Critical No DOMPurify or equivalent sanitizer before innerHTML or insertAdjacentHTML. Tool output HTML reaches the DOM without sanitization. Direct injection of scheduler.postTask() calls via event handler attributes (onerror, onload) or javascript: URIs is possible. Grade impact: −24.
High CSP script-src allows unsafe-inline or is absent. Inline scripts in tool output can execute without restriction. Scheduler API attacks via injected <script> blocks are fully open. Grade impact: −20.

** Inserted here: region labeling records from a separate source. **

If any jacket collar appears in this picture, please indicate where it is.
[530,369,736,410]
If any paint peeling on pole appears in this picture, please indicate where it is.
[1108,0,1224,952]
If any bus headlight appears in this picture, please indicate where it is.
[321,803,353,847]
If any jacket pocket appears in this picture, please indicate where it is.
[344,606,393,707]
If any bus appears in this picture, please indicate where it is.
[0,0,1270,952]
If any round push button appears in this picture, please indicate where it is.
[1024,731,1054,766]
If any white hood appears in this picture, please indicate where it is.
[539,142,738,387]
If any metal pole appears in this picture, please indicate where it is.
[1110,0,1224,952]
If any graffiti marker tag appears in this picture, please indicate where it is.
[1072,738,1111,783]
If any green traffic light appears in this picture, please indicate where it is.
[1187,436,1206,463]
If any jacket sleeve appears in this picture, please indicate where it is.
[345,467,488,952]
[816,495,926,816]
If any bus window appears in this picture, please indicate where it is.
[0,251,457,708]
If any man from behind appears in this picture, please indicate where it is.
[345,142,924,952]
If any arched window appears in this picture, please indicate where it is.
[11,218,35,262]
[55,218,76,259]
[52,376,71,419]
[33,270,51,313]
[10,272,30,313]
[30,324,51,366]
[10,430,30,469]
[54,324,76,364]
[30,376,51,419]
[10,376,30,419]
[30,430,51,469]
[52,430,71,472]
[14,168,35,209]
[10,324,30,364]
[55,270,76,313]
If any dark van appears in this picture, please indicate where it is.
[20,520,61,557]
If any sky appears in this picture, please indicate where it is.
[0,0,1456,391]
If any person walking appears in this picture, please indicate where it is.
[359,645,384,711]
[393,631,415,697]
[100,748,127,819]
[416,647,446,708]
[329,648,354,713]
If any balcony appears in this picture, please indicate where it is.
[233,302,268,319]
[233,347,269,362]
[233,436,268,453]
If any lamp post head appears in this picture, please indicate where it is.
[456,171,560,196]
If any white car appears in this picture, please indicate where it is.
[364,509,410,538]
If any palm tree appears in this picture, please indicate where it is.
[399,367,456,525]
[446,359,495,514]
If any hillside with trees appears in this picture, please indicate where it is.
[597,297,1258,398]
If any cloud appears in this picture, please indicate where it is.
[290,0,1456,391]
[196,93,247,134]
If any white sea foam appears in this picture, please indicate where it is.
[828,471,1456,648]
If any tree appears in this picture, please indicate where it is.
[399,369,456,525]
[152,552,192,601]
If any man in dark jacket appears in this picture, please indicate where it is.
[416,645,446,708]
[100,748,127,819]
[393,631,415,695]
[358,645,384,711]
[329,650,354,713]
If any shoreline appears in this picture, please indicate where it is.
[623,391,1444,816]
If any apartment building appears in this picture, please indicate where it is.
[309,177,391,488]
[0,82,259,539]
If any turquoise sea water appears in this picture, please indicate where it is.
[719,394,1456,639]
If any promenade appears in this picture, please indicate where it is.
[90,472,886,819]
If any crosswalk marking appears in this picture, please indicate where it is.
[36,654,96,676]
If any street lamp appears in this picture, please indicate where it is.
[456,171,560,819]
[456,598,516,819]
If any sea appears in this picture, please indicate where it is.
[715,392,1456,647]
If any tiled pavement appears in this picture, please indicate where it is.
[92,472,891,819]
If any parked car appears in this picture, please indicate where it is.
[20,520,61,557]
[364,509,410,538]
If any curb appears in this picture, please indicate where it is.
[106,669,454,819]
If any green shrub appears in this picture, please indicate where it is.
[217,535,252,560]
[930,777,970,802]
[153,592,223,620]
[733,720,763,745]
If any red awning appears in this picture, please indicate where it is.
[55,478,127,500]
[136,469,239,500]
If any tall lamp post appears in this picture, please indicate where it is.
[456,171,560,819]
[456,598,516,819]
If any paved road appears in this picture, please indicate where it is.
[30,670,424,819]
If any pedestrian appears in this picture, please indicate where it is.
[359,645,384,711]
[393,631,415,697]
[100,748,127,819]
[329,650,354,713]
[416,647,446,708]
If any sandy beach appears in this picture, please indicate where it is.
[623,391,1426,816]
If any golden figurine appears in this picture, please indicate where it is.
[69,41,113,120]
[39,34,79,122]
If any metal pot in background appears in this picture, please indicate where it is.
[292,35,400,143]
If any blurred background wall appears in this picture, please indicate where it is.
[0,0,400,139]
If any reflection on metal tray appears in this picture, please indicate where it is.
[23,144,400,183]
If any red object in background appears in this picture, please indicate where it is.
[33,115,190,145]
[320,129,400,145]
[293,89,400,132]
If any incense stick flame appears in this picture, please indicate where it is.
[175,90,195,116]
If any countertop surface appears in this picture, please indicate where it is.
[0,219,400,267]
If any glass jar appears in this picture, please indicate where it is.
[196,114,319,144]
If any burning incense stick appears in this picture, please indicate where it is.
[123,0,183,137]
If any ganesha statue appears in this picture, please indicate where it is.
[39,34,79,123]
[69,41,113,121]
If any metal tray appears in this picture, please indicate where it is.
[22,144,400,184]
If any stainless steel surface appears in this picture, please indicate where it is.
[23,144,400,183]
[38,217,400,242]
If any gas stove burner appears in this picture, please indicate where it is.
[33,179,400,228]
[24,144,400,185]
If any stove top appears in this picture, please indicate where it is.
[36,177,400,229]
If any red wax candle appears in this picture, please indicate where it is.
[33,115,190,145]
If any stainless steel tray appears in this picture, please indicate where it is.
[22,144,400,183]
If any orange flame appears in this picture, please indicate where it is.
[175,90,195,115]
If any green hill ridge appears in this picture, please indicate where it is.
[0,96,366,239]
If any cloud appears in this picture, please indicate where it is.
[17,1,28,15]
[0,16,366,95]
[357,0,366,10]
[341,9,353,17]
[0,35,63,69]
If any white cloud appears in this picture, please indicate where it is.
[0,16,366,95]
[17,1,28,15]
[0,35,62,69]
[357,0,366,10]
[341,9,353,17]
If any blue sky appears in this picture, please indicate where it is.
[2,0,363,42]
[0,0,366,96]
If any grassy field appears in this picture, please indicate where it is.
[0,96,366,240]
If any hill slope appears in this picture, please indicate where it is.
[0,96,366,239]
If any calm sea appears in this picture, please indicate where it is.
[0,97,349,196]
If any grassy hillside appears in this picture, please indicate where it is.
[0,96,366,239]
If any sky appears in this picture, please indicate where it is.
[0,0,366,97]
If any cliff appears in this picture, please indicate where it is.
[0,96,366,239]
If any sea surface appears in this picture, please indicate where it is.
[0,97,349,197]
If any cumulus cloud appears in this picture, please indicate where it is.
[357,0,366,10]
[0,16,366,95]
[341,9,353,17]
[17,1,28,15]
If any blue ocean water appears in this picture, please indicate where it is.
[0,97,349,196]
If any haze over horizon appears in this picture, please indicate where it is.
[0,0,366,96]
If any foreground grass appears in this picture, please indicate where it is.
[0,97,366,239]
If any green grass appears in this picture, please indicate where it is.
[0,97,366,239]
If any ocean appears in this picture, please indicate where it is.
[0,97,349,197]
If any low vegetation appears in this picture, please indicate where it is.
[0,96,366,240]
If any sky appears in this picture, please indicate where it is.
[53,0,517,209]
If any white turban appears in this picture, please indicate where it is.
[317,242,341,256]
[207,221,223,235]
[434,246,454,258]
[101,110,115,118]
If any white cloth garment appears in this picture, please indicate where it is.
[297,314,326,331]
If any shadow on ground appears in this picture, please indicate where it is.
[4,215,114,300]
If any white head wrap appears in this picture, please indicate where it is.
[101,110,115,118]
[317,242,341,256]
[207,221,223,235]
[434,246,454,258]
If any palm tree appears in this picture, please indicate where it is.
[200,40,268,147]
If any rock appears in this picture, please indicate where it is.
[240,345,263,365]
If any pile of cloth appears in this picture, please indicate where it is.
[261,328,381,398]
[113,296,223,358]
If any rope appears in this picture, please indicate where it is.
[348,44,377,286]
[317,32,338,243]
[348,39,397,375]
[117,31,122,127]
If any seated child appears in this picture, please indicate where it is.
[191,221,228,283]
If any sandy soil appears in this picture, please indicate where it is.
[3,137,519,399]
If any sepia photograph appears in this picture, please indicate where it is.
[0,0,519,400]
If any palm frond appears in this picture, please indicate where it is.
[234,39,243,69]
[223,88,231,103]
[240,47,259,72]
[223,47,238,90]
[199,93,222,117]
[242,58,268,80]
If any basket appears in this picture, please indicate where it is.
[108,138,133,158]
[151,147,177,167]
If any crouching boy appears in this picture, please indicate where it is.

High connect-src CSP directive absent or allows wildcard (*). Even with script injection blocked, navigator.sendBeacon() to arbitrary origins remains available. Scheduler-timed exfiltration can deliver stolen data to attacker endpoints. Grade impact: −18.
Medium No PerformanceObserver task-attribution monitoring in production. Background-priority scheduler exfiltration produces no Long Task signal. Without task-attribution observation, these attacks leave no telemetry trace. Grade impact: −10.
Low Tool output rendered in same-origin iframe without allow-same-origin in sandbox. Partial isolation: the sandbox prevents direct DOM access to the parent, but a cross-origin iframe at a separate registrable domain is required for full storage isolation. Grade impact: −6.